2023 Roundup (Sept-Oct): Protecting kids in childcare. Going on ALERT against money laundering.


WE PUT in proper thought when it comes to protecting Singapore’s kids from criminals. This is versus an Opposition which infamously suggested removing the criminal histories of ex-offenders, never mind that this will open up the wrong job to very wrong people later on. (In 2021. Jamus Lim of the Workers’ Party had asked the Government to consider eliminating criminal history from public records of those who have committed non-violent crimes. Minister for Home Affairs Minister K Shanmugam had asked him what he meant by “non-violent crimes”, adding that there are many offences which are serious but not violent in nature such as outrage of modesty, sexual grooming, criminal breach of trust and theft in dwelling.  Petir.sg incidentally notes that this week a cook at a preschool had been hauled to court for molesting a toddler and possibly a few others.) 

In this careful and preventive vein, our MPs and political office holders focused September’s Parliament session on how best to protect our little ones, now and future. Leaked videos showed teachers at a childcare chain abusing their toddler charges and the chain promptly banned staff from using personal smartphones and image/ video-capturing devices in response. 

“Any operator’s policy on the use of personal mobile devices at work should not hinder their staff from reporting any wrongdoing in their centres,” clarified Minister of State for Social and Family Development Sun Xueling, knowing that these whistleblowers may indeed need their phones.  

Here, this ground-level vigilance works with the overarching child protection policies and governance in place, including the Code of Practice and the Early Childhood Development Agency (ECDA) Act.

Source: Sun Xueling / Facebook 

“We want to protect our children as best as possible,” said MOS Sun. “The best way to do this is to have multilayered safeguards,”  

In other words, we have laws and policies justifiably in place to protect kids from proven harm. And should problems happen at ground level, we will work with all involved to keep Singapore’s nurseries and kindergartens a safe and happy space.     

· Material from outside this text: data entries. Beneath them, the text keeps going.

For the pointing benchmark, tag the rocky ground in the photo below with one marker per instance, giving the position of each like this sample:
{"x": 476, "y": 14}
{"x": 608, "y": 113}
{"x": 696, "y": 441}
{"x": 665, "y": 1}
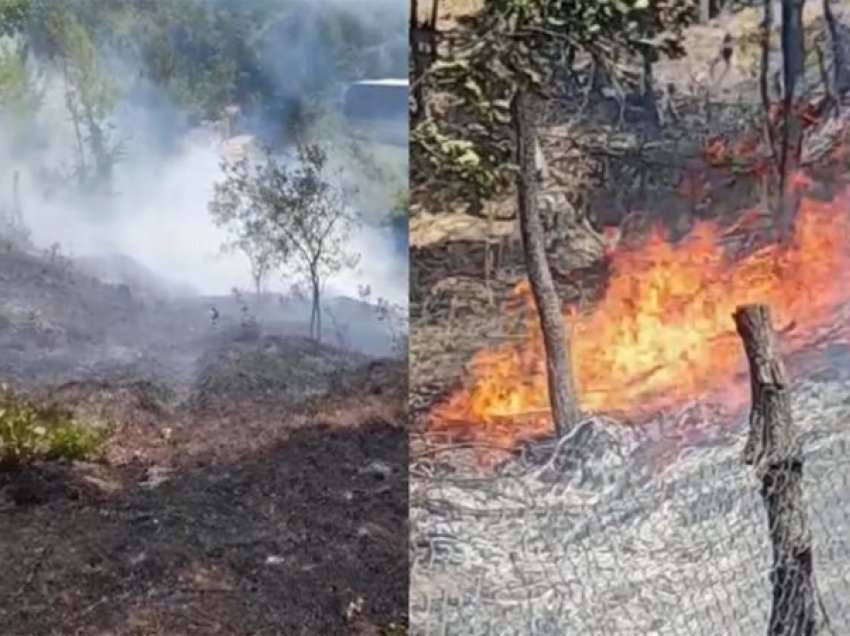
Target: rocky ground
{"x": 615, "y": 530}
{"x": 252, "y": 482}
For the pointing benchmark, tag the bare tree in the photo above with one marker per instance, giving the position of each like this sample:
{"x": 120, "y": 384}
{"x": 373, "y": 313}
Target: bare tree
{"x": 791, "y": 148}
{"x": 562, "y": 394}
{"x": 840, "y": 63}
{"x": 294, "y": 217}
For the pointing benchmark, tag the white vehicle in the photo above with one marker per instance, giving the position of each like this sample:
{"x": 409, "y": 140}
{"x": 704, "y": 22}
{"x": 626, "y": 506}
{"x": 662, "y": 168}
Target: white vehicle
{"x": 378, "y": 110}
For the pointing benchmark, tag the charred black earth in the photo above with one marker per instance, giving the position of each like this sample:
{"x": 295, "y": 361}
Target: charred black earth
{"x": 252, "y": 482}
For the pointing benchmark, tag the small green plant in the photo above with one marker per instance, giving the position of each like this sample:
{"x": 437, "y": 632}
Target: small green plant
{"x": 31, "y": 431}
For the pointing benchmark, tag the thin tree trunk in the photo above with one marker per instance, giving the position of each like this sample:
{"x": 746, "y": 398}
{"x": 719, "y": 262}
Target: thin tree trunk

On ALERT against money laundering 

This system of multilayered safeguards is important too for the ongoing $2.8 billion money laundering case as well as strengthening the overall integrity of Singapore’s financial system.  

As Second Minister for Home Affairs Josephine Teo said during October’s Parliament session, the PAP government has set up the inter-ministerial Anti-Money Laundering Efforts Review Taskforce (ALERT). ALERT allows ground stakeholders like real estate agents and precious stones and metals dealers to better guard against money laundering risks. 

This adds to ALERT letting banks and other financial institutions work closer with the authorities as well as preventing money launderers from abusing corporate structures.  

“Singapore takes money laundering seriously. When there is reasonable suspicion to investigate, we do not hesitate to do so. We do not turn a blind eye to any risks, once we are made aware of them. This is not the first time that we have taken serious enforcement action against money laundering offences. Nor will it be the last,” said Minister Teo. 

Source: primeimages / Getty Images 

The world’s major financial hubs, frankly, are all vulnerable to illegal activity. ALERT will combine with the long-standing local international partnerships between the Monetary Authority of Singapore and other regulators for one ultimate aim: keeping Singapore a trusted financial hub supported by the rule of law.